Small communities in Indiana, Pennsylvania and elsewhere in Ohio that enjoyed an economic rebound in the aftermath of the pandemic are also experiencing depressed purchasing power due to White House-fueled job cuts.

“Trump’s immigration policy slowed inflows. Suddenly, more firms have seen their immigrant worker supplies decline, forcing them to pay more to attract native workers, thereby placing upward pressure on inflation,” says Mark Muro, a senior fellow at the Brookings Metro thinktank.

“This, combined with Trump’s tariffs, has created serious upward price pressure along with the rise in labor costs – not a great combination for many US producers in the heartland.”

Without the ability to work, many Haitians are leaving the US.

According to the Immigration and Refugee Board of Canada, more than 26,000 Haitians sought asylum there in the first six months of 2025, many who are thought to have fled the US. By contrast, just 21,756 claims were made for all of 2024.

Many Haitians in Springfield, however, are stuck in place, without jobs and with bills mounting up.
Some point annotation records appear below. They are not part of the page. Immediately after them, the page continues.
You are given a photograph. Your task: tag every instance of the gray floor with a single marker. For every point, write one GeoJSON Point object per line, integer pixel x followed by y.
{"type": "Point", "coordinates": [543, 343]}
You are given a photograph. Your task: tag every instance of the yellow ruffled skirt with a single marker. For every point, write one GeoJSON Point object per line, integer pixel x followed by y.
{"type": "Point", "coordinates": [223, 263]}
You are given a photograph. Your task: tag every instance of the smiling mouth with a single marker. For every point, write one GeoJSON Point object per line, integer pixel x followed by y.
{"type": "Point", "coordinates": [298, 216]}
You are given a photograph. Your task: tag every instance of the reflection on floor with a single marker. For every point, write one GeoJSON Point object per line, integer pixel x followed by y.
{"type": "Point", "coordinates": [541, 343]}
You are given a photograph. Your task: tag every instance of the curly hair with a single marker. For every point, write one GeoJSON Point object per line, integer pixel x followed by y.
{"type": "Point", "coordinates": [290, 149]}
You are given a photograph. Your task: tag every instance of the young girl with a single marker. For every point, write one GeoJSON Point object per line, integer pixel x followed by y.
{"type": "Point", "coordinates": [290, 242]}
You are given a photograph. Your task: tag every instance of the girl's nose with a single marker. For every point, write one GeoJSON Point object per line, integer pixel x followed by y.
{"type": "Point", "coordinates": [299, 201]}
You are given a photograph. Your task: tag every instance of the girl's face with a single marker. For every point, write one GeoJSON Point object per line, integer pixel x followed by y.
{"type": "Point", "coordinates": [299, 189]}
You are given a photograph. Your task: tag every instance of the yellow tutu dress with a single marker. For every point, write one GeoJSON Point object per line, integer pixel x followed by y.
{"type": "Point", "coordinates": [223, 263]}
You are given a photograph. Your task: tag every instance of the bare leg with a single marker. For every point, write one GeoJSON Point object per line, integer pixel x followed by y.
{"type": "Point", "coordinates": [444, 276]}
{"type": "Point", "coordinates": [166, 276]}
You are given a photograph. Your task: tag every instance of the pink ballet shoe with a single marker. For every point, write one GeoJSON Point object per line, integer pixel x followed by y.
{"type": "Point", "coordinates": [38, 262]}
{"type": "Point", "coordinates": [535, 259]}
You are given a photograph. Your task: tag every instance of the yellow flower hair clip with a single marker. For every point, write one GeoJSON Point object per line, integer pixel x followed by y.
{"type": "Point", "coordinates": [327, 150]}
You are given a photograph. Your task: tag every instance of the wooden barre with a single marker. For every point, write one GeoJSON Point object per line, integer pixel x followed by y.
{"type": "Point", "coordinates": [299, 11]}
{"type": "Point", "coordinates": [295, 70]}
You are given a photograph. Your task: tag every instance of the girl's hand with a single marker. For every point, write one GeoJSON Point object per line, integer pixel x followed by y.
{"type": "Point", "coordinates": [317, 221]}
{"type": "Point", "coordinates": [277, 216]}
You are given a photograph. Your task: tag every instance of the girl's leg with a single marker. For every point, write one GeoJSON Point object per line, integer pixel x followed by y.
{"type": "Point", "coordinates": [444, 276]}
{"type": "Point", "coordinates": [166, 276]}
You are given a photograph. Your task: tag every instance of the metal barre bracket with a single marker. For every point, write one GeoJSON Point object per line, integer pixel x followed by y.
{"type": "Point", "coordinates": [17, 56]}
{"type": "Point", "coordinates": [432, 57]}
“A lot of people have work problems – we have lost half our customers,” says Youdins Solon, who helps out at his family’s Keket Bongou Caribbean restaurant in south-east Springfield. Solon moved to Springfield last March, having lived in Florida for 18 months prior. But by the summer, he lost his job at a local Amazon distribution center when his immigration status was revoked. He says he is one of hundreds who’ve been laid off.

“I’m lucky because I have my family here, but for a lot of people, they moved [out of Springfield] because they were afraid of the situation.”

But for those who have staked their businesses on a thriving immigrant community in Springfield, it’s not easy to pack up and leave.

“We order Haitian food from companies in Florida and Chicago every two weeks,” says Mercado, “but now, that’s greatly reduced.”